Nach der Neuinstallation des Betriebssystems (alles gleich, gleiche Hardware/Software/Treiber) startet die TV-Karte nicht mehr.

Fehlermeldung: InterVideo Filter wurden nicht gefunden!

Woran kann das liegen. Codecpack K-Lite ist installiert.


----------



## Herbboy (12. Februar 2009)

windows schon geupated?


----------



## Stefan Payne (12. Februar 2009)

Gib mal mehr Input.
Welche Software hast installiert?

Hast du den Treiber via TreiberCD installiert (da ist nämlich idR der MPEG2 Codec drauf)


----------



## OctoCore (12. Februar 2009)

Ja, ich schließe mich da Stefan an.

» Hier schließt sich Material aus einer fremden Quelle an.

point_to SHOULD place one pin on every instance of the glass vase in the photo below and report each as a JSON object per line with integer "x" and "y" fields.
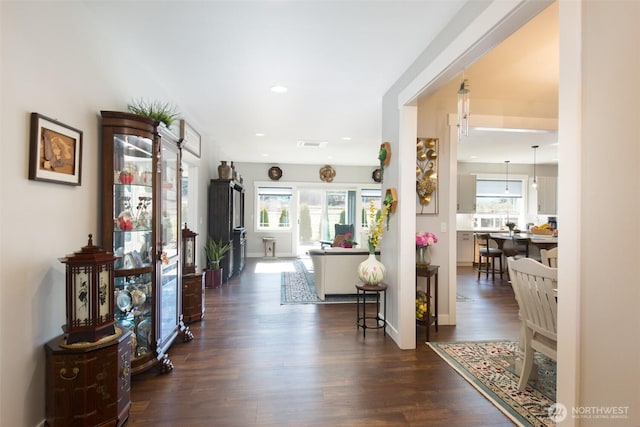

Völlig egal, was du sonst an Codecs installiert hast, meist ist die Kartensoftware auf die mitgelieferten Codecs zugeschnitten. Also brav nach Vorschrift installieren. Ohne extra Codecpacks, da kann es leicht passieren, dass die dort enthaltenen Codecs eine höhere Priorität (Merit) erhalten und schon auf dem Rechner vorhandene Codecs "degradiert" werden.
Was für eine Karte ist das überhaupt?


----------



## emmaspapa (12. Februar 2009)

Ich habe die Treiber und die Software von der TT Homepage. Neueste Version aus Januar 2009. Die CD finde ich gerade nicht  Dort sind laut Beschreibung auch die entsprechende Daten mit dabei ....


----------